MAHKEMESİ: Bursa 2. İş Mahkemesi
TARİHİ : 13/03/2008

NUMARASI : 2007/925-2008/140
DAVACI : ..................ADINA AVUKAT...........


DAVALI : .............. A.Ş. ADINA AVUKAT ............


DAVA : Davacı, feshin geçersizliğine ve işe iadesine karar verilmesini istemiştir.

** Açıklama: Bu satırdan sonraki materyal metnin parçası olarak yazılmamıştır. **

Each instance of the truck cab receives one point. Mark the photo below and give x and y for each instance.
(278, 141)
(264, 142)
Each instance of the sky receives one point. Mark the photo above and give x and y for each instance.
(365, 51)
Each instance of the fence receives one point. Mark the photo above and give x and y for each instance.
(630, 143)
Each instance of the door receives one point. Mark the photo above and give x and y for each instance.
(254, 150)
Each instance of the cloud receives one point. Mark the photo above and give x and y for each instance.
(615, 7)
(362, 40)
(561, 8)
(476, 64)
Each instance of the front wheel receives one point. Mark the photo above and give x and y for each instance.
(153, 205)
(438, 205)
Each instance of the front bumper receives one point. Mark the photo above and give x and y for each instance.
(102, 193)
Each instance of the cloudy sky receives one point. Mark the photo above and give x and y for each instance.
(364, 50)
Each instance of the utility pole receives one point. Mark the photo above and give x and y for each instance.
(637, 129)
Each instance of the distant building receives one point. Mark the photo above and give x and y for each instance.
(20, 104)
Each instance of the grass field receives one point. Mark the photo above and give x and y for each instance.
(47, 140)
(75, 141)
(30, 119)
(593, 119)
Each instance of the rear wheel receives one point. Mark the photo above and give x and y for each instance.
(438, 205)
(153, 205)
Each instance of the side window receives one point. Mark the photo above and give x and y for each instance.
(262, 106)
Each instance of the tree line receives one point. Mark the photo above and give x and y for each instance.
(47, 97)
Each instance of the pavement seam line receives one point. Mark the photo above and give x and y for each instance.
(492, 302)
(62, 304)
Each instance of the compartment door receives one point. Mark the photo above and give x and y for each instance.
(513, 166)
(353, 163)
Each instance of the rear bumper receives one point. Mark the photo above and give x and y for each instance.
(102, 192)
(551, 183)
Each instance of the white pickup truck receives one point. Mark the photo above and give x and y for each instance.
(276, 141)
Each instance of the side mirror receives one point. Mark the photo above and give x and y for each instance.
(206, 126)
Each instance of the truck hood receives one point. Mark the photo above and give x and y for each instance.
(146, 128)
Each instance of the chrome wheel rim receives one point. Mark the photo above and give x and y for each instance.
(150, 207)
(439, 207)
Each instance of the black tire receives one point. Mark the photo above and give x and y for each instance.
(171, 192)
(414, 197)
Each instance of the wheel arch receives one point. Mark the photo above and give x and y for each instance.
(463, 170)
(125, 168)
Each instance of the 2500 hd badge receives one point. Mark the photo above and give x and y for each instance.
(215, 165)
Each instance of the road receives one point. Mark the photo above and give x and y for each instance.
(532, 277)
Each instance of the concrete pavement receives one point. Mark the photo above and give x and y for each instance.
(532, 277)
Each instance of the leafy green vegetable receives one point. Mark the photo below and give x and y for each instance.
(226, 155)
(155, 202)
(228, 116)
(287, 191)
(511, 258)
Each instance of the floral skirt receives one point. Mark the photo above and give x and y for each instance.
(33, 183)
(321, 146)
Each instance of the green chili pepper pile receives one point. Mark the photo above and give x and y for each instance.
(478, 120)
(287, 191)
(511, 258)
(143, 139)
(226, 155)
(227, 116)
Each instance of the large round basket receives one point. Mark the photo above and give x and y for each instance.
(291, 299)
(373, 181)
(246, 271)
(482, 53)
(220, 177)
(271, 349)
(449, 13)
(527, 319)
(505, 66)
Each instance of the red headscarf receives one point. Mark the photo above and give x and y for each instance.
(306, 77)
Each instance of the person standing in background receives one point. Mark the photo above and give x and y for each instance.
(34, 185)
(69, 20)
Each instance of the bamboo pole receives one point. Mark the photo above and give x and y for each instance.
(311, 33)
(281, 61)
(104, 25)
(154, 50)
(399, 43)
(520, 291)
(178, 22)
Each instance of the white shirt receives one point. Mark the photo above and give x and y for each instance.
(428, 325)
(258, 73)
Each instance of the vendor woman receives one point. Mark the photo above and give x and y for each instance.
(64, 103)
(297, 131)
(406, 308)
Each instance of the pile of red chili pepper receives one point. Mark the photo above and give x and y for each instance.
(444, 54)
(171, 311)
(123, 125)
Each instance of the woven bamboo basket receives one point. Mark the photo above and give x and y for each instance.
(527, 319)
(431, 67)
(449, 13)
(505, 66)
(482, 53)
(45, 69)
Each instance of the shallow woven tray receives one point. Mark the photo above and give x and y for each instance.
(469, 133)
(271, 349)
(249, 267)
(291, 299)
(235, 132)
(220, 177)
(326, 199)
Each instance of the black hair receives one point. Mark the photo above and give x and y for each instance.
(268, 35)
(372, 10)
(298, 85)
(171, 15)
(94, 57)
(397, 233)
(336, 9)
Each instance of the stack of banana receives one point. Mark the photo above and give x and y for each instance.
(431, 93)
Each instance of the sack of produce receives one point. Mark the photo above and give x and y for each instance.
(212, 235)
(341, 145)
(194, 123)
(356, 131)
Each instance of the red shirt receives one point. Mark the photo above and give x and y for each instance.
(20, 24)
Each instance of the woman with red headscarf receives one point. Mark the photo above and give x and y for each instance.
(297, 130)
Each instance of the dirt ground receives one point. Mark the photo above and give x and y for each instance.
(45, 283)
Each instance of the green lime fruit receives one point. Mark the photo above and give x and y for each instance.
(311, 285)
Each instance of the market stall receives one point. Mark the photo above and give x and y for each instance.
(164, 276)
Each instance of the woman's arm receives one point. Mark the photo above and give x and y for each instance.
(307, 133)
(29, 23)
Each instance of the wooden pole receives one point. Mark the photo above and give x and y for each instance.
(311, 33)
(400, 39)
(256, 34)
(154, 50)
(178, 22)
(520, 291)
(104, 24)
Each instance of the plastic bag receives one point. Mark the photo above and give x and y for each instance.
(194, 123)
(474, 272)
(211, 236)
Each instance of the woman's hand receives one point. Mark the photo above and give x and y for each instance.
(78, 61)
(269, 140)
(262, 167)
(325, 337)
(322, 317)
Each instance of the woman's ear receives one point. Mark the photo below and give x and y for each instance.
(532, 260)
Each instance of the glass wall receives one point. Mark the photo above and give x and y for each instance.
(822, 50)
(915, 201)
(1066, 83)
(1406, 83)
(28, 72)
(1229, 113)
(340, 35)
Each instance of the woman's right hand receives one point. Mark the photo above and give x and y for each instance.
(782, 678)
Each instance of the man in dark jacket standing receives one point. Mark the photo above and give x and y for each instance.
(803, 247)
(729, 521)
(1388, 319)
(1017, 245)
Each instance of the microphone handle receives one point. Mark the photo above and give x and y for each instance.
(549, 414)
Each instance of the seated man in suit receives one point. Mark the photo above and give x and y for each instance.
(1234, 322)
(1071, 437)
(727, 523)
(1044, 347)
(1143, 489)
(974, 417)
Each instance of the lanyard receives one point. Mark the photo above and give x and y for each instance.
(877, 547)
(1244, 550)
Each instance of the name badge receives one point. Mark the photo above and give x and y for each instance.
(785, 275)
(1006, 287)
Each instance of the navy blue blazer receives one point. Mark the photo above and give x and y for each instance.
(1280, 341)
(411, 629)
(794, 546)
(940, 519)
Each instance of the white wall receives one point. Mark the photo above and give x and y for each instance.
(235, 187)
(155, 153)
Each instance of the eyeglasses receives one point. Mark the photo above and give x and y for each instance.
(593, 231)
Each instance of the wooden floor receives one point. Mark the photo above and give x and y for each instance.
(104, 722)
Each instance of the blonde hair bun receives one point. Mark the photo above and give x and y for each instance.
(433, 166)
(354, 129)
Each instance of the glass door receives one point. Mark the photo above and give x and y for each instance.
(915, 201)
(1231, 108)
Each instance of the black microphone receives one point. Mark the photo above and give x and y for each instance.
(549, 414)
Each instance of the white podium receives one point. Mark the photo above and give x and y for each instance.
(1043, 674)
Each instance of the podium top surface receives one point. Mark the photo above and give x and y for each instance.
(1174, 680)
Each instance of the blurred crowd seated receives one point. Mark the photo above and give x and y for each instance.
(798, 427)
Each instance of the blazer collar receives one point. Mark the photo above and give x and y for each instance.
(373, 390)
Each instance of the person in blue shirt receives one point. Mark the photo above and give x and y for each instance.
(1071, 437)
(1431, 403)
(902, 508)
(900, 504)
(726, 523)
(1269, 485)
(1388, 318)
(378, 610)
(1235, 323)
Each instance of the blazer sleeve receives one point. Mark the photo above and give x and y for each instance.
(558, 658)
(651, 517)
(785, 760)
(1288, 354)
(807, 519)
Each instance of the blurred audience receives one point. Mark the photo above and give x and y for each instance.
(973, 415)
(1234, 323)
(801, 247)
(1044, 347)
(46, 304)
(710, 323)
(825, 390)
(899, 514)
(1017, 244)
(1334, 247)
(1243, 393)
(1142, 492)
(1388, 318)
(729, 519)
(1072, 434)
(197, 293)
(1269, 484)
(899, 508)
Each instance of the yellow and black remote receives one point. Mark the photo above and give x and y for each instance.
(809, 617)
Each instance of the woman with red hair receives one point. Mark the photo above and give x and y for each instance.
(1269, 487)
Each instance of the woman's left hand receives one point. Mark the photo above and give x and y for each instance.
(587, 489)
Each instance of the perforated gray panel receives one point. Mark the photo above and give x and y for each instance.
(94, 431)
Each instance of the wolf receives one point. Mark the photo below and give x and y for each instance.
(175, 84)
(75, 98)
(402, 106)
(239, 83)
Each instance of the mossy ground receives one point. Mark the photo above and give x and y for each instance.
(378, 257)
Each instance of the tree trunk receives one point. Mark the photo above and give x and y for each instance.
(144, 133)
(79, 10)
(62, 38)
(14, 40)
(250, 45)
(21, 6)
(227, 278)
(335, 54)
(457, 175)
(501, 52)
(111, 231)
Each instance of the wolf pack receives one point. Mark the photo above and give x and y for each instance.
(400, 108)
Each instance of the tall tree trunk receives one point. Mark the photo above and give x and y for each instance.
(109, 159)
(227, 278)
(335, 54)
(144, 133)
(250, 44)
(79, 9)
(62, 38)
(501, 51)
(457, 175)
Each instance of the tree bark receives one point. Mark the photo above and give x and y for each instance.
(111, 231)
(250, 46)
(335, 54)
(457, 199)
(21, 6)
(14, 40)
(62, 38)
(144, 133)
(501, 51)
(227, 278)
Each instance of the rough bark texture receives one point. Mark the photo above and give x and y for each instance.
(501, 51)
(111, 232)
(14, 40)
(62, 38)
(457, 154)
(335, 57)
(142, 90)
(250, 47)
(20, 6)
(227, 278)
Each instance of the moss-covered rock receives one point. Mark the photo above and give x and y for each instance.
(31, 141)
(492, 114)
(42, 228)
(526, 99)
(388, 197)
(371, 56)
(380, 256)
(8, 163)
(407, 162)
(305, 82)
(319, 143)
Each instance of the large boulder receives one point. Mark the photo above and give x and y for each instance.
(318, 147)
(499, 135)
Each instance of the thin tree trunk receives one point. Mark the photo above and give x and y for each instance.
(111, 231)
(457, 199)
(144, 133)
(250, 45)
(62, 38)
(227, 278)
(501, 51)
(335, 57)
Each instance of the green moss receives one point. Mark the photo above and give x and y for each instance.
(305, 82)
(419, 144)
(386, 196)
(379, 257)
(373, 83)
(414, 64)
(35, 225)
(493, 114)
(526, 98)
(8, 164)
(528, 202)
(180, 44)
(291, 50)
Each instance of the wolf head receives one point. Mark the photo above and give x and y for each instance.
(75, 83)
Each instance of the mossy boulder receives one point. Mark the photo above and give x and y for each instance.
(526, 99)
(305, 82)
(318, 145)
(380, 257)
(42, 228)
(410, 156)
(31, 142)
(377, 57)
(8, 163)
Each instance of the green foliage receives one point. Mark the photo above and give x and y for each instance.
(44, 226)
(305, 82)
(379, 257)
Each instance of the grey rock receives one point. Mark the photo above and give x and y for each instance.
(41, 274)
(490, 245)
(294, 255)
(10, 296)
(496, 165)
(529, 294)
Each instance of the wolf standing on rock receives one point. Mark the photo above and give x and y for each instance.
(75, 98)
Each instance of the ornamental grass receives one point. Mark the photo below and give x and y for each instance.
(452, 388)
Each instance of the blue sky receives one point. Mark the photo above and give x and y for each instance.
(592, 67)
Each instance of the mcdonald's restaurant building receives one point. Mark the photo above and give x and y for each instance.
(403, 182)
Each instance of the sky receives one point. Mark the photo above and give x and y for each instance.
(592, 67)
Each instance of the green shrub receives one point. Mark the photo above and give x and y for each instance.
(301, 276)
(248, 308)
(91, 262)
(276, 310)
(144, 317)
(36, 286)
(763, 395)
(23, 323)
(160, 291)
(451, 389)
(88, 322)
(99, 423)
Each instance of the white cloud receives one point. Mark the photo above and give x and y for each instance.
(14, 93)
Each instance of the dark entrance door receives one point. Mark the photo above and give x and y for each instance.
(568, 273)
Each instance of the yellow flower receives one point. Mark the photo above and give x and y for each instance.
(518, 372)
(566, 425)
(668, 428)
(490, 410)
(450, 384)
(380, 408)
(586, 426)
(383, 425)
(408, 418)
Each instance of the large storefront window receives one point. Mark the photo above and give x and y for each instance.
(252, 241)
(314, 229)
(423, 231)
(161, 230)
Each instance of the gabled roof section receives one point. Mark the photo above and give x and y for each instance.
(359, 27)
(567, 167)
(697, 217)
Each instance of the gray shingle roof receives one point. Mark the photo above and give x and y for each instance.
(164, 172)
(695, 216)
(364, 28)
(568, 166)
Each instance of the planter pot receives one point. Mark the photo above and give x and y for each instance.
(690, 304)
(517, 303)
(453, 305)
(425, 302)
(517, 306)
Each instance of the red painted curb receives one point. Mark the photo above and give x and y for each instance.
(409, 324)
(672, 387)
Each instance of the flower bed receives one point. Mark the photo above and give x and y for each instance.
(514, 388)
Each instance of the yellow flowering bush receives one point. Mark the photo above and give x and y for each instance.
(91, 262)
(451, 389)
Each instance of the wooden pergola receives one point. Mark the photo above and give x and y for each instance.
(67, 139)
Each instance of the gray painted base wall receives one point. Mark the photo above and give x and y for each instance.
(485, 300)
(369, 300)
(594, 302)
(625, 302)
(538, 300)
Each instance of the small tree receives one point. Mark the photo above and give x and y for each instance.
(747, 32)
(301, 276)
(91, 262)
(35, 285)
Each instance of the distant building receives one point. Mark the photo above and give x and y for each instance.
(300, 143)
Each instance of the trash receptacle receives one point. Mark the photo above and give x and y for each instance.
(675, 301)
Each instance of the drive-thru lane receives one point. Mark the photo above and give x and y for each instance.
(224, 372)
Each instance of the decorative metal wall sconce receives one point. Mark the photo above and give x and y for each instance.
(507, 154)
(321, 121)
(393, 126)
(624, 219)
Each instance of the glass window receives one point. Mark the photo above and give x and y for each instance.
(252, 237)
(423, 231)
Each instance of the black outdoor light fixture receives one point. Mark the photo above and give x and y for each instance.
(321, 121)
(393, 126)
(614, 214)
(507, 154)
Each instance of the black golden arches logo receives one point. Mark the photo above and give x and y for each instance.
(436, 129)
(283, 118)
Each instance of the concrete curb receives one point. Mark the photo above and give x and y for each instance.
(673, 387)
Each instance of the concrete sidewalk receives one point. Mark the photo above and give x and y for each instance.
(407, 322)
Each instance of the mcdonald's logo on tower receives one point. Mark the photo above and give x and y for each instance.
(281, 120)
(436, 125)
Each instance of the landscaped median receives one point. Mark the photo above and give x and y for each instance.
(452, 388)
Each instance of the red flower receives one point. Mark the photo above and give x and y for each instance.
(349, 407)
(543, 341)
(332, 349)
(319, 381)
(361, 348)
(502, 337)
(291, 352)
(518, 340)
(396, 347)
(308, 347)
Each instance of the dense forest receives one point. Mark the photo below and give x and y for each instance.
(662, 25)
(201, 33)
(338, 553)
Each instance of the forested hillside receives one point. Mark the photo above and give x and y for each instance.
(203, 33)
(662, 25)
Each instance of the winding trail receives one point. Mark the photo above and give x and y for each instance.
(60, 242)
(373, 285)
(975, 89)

Yerel mahkeme, isteği hüküm altına alınmıştır.
Hüküm süresi içinde davalı avukatı tarafından temyiz edilmiş olmakla, dava dosyası için Tetkik Hakimi S. G. tarafından düzenlenen rapor dinlendikten sonra dosya incelendi, gereği konuşulup düşünüldü:


YARGITAY KARARI





Davacı işçi, davalı şirkete ait işyerinde 20.09.2000 tarihinde çalışmaya başladığını, iş sözleşmesinin 04.07.2007 tarihinde geçerli bir neden olmaksızın işverence sona erdirildiğini belirterek feshin geçersizliğine, davacının işe iadesinin karar verilmesini, işe başlatmama tazminatı ile çalıştırılmadığı en çok dört aylık ücret ve diğer haklarının belirlenmesi isteğinde bulunmuştur.

Davalı, davacının davalı şirketi fiilen sevk ve idare eden en yüksek konumdaki yetkili olduğunu, ayrıca belirli süreli hizmet akdi ile çalıştığını, bu nedenle iş güvencesi kapsamında olmadığını, davacının bizzat kaleme aldığı 02.07.2007 tarihli ?ihtarname ? işyeri ve çalışan huzuru? başlıklı yazının son paragrafında belirttiği üzere davalı şirkette çalışmaya niyetinin olmadığını, iş sözleşmesinin haklı nedenle feshedildiğini belirterek davanın reddini istemiştir.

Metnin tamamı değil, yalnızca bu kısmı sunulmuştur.